[edit]
Evaluating Fairness in AI-Assisted Remote Proctoring
Proceedings of the Innovation and Responsibility in AI-Supported Education Workshop, PMLR 273:125-132, 2025.
Abstract
Remote proctors make decisions about whether test takers have violated testing rules and, as a result, whether to certify test takers’ scores. These decisions rely on both AI signals and human evaluation of test-taking behaviors. Given that fairness is a key component of test validity evidence, it is critical that proctors’ decisions are unbiased with respect to proctor and test-taker background characteristics (e.g., gender, age, and nationality). In this study, we empirically evaluate whether proctor or test-taker background characteristics affect whether a test taker is flagged for rule violations. Results suggest that proctor and test-taker nationality may influence proctoring decisions, whereas gender and age do not.
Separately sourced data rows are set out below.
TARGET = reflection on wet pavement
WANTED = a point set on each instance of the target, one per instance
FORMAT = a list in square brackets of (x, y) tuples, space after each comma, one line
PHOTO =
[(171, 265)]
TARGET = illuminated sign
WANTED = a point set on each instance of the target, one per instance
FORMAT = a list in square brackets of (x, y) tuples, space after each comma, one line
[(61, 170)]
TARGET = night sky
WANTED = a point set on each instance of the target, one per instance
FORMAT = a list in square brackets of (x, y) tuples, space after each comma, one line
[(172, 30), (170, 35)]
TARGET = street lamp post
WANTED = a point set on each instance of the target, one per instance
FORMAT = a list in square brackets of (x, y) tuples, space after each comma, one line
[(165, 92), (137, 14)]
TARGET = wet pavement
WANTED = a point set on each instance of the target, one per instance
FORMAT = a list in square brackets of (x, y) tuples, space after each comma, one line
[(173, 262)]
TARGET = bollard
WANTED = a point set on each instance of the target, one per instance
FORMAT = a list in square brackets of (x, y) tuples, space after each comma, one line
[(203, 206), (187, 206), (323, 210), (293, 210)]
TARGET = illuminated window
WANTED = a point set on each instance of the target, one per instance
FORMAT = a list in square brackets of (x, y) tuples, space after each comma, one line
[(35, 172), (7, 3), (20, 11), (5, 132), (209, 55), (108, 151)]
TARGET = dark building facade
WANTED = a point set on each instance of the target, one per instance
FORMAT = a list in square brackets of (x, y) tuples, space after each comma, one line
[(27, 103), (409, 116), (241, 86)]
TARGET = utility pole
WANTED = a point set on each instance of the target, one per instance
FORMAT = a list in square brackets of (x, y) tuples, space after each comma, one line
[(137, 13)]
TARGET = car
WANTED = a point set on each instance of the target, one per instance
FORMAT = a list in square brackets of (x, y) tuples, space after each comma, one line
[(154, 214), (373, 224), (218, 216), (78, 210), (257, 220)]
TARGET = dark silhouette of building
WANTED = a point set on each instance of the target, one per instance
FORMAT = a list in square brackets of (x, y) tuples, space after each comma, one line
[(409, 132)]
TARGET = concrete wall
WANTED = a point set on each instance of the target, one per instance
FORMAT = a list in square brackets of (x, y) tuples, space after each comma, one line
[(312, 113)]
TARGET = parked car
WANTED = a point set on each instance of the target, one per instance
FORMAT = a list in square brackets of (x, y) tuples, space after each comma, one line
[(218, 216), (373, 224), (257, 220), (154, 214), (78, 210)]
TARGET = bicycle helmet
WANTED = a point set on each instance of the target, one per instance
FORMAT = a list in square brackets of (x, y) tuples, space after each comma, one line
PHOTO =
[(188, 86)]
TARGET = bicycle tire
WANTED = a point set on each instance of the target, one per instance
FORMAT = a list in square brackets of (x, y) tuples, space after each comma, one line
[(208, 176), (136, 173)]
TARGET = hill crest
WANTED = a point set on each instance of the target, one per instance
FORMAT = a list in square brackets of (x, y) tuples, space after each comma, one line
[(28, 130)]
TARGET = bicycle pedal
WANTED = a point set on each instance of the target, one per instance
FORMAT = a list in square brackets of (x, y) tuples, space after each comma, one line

The direction of the influence generally reflects an “in-group, out-group” bias: proctors are less likely to identify rule violations among test takers with similar nationalities as proctors (in-group favoring) and more likely to identify rule violations among test takers of different nationalities (out-group disfavoring). Results also suggest that decisions based on AI signals may be less prone to in-group/out-group bias than decisions based on human evaluation only, although more research is needed to support this finding.